Re: Forced Subtitles: What Is Your Personal Process?

Post by Devore »

Subtitles can be a pain. Aside from the obvious foreign-language bits which MAY have forced subtitles (or may just be burned into the movie itself), there might be other subtitles too. I think it was one of the Avengers movies or something like that, that has a subtitle track when new locations are established (to show the place name, basically) that's actually a forced subtitle.

For me, when the movie is not obviously all non-English (ie might have a line of two of foreign dialogue or signage), I use MakeMKV to get all the subtitles flagged English language, then use a subtitle converter (such as SubExtractor or SubtitleEdit) to scan each one for either a specific subset of forced subtitles, or a whole separate track of subtitles that represent the forced subtitles; different releases will use either of the methods, then convert that to SRT (my preferred format) and mux it into the Handbrake re-code. SubExtractor allows you to manually scroll through each subtitle, so you can quickly see what kind of text is included, that should be sufficient most of the time to identify what kind of subtitles they are.

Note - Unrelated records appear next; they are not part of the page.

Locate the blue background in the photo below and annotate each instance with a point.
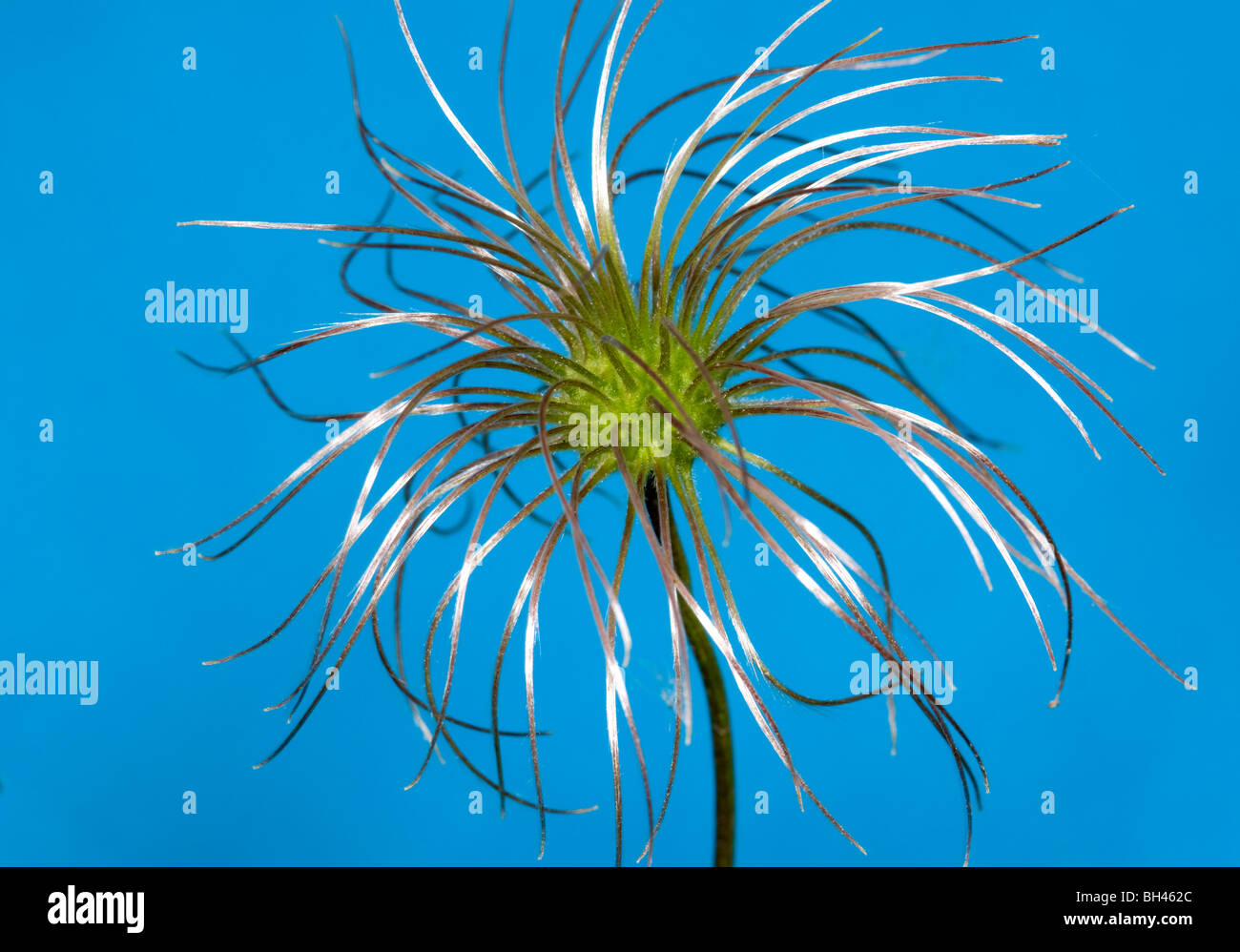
(150, 451)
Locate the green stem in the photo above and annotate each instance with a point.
(715, 698)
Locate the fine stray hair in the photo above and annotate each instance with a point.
(657, 332)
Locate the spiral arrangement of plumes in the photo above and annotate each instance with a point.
(662, 336)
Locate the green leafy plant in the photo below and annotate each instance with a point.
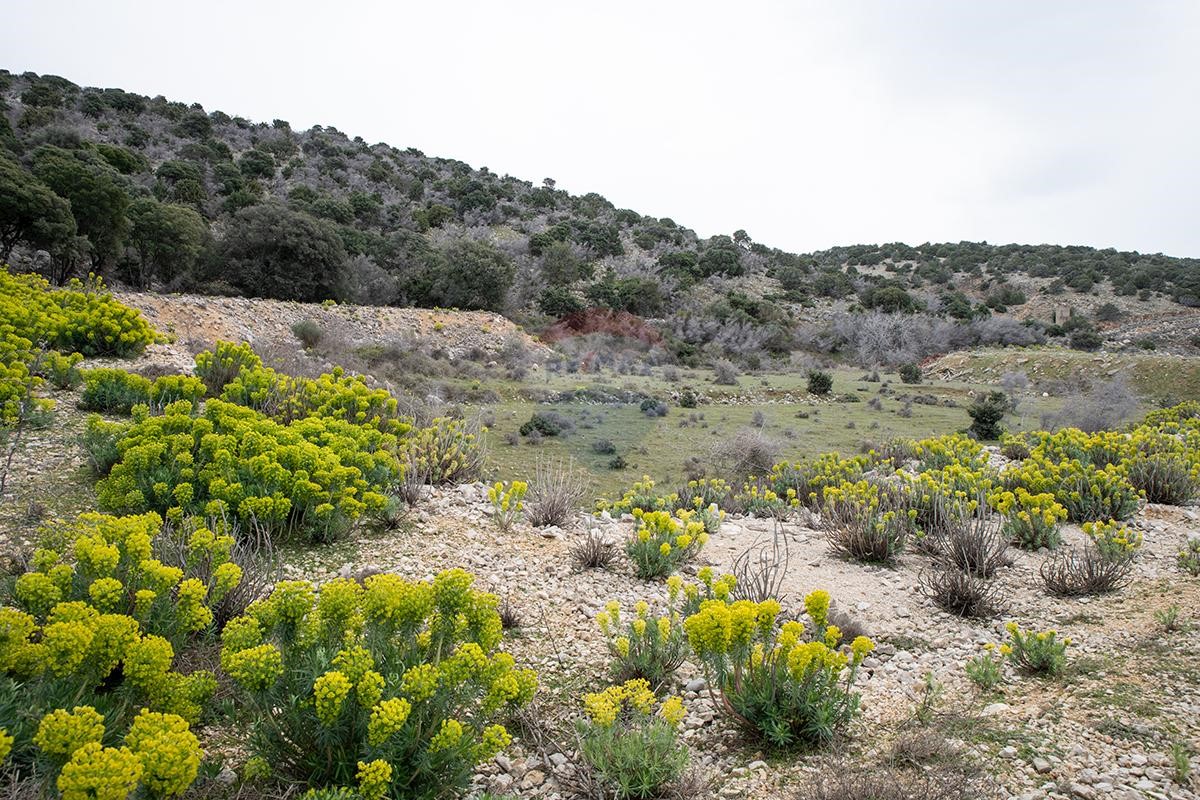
(661, 542)
(987, 669)
(508, 503)
(1036, 653)
(790, 686)
(390, 686)
(634, 749)
(646, 648)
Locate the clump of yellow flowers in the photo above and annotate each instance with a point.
(630, 739)
(1115, 541)
(643, 645)
(661, 542)
(1041, 653)
(508, 503)
(1031, 521)
(394, 675)
(790, 683)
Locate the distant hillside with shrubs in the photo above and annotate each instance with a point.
(167, 196)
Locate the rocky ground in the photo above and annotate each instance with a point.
(1103, 731)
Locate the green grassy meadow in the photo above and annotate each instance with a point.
(801, 425)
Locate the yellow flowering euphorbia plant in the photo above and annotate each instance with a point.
(789, 683)
(348, 679)
(508, 503)
(661, 542)
(88, 657)
(630, 739)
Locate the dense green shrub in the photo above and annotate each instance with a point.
(313, 476)
(114, 391)
(820, 383)
(547, 423)
(987, 413)
(634, 749)
(389, 686)
(786, 683)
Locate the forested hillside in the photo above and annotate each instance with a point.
(157, 193)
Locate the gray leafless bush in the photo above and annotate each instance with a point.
(556, 492)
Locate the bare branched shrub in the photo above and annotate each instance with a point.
(253, 551)
(555, 494)
(593, 551)
(1164, 477)
(725, 373)
(510, 615)
(760, 569)
(413, 480)
(1080, 571)
(960, 593)
(976, 543)
(1104, 407)
(749, 452)
(864, 531)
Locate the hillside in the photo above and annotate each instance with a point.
(163, 194)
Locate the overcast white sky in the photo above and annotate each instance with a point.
(808, 124)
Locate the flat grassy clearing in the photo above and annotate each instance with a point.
(802, 426)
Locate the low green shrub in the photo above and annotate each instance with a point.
(1036, 653)
(114, 391)
(661, 543)
(645, 648)
(820, 383)
(390, 686)
(313, 476)
(790, 685)
(61, 371)
(633, 749)
(223, 362)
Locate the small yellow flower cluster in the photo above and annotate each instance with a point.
(508, 503)
(660, 543)
(1031, 521)
(373, 779)
(1114, 540)
(634, 697)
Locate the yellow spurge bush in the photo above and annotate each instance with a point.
(1031, 521)
(107, 561)
(313, 476)
(1087, 492)
(630, 739)
(954, 449)
(703, 492)
(805, 482)
(78, 318)
(790, 684)
(661, 543)
(1114, 540)
(223, 362)
(403, 673)
(448, 451)
(1036, 653)
(508, 503)
(331, 396)
(643, 645)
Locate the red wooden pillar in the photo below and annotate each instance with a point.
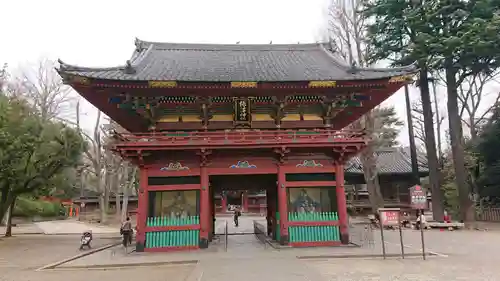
(245, 201)
(341, 203)
(204, 208)
(282, 206)
(142, 210)
(223, 202)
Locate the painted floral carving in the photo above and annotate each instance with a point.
(242, 165)
(309, 164)
(174, 166)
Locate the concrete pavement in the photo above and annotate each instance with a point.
(471, 255)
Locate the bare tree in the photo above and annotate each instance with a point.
(348, 29)
(419, 128)
(471, 97)
(44, 88)
(94, 156)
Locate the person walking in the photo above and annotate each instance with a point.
(237, 214)
(126, 231)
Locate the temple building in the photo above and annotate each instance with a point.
(208, 119)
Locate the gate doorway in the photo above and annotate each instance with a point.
(261, 193)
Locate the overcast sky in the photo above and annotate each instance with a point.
(102, 33)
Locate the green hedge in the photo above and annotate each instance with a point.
(26, 207)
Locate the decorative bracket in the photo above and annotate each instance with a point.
(282, 152)
(279, 105)
(204, 153)
(140, 157)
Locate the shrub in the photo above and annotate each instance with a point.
(26, 207)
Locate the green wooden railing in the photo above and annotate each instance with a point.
(172, 238)
(313, 233)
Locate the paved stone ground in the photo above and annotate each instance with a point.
(471, 255)
(69, 226)
(74, 227)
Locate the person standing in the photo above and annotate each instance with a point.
(237, 214)
(126, 231)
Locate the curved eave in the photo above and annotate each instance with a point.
(80, 79)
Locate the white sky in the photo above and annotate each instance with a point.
(102, 33)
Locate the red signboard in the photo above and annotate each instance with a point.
(389, 216)
(418, 197)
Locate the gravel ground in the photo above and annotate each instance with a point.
(466, 255)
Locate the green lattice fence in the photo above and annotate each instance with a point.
(307, 233)
(172, 238)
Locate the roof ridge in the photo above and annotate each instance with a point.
(229, 47)
(334, 59)
(71, 67)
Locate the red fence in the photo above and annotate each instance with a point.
(282, 137)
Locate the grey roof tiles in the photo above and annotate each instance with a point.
(225, 63)
(389, 161)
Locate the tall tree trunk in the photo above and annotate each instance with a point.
(457, 148)
(117, 177)
(126, 190)
(3, 206)
(102, 201)
(438, 126)
(369, 161)
(430, 146)
(10, 213)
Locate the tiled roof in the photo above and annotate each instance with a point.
(389, 161)
(225, 63)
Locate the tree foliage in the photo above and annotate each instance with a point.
(33, 151)
(489, 159)
(459, 38)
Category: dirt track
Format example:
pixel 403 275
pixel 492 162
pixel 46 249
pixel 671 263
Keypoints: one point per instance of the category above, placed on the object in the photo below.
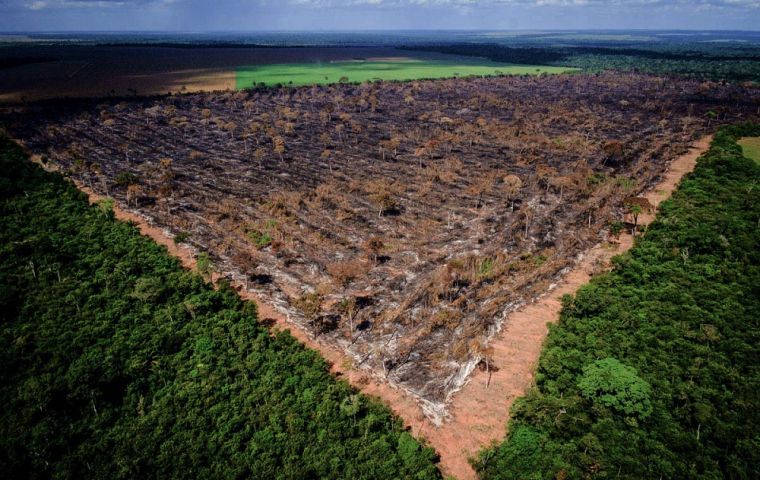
pixel 479 411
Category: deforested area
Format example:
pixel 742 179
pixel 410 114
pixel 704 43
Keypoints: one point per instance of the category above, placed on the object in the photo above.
pixel 652 370
pixel 118 363
pixel 401 221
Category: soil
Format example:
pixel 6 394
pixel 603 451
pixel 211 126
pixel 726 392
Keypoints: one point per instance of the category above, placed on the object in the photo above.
pixel 478 412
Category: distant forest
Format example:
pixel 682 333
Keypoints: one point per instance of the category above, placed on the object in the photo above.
pixel 707 62
pixel 652 371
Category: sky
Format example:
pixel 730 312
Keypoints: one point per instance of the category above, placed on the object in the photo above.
pixel 354 15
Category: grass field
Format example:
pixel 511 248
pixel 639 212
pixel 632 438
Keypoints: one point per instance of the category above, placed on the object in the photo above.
pixel 751 147
pixel 297 74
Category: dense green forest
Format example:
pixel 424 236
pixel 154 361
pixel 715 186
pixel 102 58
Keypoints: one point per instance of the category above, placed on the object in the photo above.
pixel 654 368
pixel 117 363
pixel 704 62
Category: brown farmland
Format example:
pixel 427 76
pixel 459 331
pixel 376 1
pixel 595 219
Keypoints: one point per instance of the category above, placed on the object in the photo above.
pixel 402 222
pixel 86 71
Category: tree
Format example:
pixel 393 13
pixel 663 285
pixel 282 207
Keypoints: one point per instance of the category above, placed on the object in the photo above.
pixel 610 384
pixel 512 186
pixel 348 306
pixel 204 265
pixel 310 305
pixel 636 206
pixel 278 146
pixel 373 247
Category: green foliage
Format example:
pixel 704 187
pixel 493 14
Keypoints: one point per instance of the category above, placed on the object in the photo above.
pixel 652 370
pixel 260 239
pixel 117 363
pixel 295 74
pixel 609 383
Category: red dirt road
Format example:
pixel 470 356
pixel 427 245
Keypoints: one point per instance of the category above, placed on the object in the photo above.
pixel 478 415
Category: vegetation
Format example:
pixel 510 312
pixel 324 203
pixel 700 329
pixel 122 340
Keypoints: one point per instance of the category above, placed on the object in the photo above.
pixel 361 70
pixel 751 147
pixel 701 61
pixel 442 204
pixel 652 371
pixel 117 363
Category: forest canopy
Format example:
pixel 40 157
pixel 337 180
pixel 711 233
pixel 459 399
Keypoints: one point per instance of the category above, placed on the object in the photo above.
pixel 117 363
pixel 652 371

In the MKV mux, I always select the Forced flag for forced subtitles, but it is obviously up to each media player to decide which streams to play. I know PLEX by default does not give you forced English subtitles if the Audio language is English, and neither does VLC I believe, so you have to select it manually or fiddle with settings maybe.

You also have the option of burning in forced subtitles when (if) you re-code, but I see that as a non-elegant solution that wastes tons of bits video encoding something that can be a tiny text file instead.

(Substitute English and non-English for your language of choice of course, this doesn't have to be English-centric.)